Hooked carries vintage clothing and vinyl — and that’s just scratching the surface at this lifestyle shop. (Pete Marovich/For The Washington Post)
Hooked

1009 Princess Anne St. www.becomehooked.com.

Sure, this lifestyle shop sells pristine vintage pieces, one-of-a-kind artwork and rare vinyl hand-picked by owners Mike and Lauren Skinner. But the real draws are Sgt. Pepper and Padmé, the Skinners’ impossibly cute English bulldogs, who can usually be found loafing around the boutique. Opened in 2012, Hooked supplies Fredericksburg’s hip set with 1980s bathing suits, weathered cowboy boots, old Gameboys and enough cut-off shorts to outfit an entire university. “We cater to our generation,” says 28-year-old Lauren Skinner, who keeps the stock current. The 2,000-square-foot space is a hodgepodge of design, with a floor covered in comic books and a wall of animal skulls.

Also check out: Forage

208 William St.

Marc Jacobs mingles with J.Crew and vintage frocks at Alicia Austin’s carefully arranged consignment shop. Inventory changes daily, and threads are organized by size which makes shopping a breeze.


Burger and fries at Foode. (Pete Marovich/For The Washington Post)
Foode

1006 C/D Caroline St. www.foodeonline.com.

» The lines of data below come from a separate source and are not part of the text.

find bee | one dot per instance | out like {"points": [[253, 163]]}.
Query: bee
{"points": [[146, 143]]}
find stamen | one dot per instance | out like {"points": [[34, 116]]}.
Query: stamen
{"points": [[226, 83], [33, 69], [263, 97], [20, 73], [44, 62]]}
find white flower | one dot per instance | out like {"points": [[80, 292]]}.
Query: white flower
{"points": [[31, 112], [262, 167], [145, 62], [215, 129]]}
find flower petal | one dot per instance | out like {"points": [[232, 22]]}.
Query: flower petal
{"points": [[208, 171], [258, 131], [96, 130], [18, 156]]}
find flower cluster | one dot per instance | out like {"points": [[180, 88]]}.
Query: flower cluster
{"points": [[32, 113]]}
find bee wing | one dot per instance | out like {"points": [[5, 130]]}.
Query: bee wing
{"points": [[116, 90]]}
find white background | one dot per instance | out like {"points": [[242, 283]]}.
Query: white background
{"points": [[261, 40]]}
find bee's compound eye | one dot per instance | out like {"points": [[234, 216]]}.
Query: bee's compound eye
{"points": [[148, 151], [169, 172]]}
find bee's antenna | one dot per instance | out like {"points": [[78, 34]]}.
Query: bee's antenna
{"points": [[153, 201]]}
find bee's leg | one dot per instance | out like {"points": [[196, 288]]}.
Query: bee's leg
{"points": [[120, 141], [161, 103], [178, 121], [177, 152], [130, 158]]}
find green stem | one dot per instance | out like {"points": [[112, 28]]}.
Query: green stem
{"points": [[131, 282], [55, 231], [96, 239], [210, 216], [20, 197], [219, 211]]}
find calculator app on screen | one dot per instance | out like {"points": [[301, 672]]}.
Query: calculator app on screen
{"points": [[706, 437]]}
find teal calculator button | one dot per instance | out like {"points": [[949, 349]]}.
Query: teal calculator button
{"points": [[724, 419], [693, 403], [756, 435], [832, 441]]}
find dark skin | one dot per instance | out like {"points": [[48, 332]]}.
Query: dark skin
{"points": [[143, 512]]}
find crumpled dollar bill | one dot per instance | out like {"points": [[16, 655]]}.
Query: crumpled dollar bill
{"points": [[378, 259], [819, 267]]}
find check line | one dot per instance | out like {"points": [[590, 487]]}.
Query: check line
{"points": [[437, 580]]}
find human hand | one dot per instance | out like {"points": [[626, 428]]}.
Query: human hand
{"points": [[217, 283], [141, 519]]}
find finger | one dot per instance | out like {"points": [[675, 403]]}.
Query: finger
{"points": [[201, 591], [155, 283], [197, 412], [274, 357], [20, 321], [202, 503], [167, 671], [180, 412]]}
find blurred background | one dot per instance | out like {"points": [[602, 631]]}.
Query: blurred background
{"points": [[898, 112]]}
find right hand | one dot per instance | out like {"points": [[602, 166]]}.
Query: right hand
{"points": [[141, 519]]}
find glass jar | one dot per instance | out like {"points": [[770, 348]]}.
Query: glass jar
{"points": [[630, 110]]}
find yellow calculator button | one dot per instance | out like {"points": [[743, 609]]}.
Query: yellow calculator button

Every part of your meal at Foode is a pleasant surprise, from the umbrellas strung above the brick patio to the gentle bill (at least for those accustomed to D.C. prices). Inspired by the fast-casual movement, founders Beth Black and Joy Crump applied the same concept to gourmet food. In lieu of table service, guests order at a counter and have a seat, likely next to a photo of a partnering local farm. A waiter dressed in Converse sneakers or ripped jeans drops off your meal, and delight ensues. “You can breathe and be who you are here,” says Crump, Foode’s chef. “The atmosphere makes people feel comfortable and like they’re at home.” But such dishes as the seafood paccheri and grilled rib-eye would prove near impossible to re-create on your stove. “Our food is supposed to do two things: remind you of something you love, and make you feel like you’ve never had it that way before,” Crump says.
Also check out: Kybecca

402 William St. www.kybecca.com.

What was once a general store today holds a contemporary restaurant, cocktail bar and raw bar. Long, communal tables (and stiff drinks) encourage conversation with your neighbor while huge front windows allow for ogling passers-by.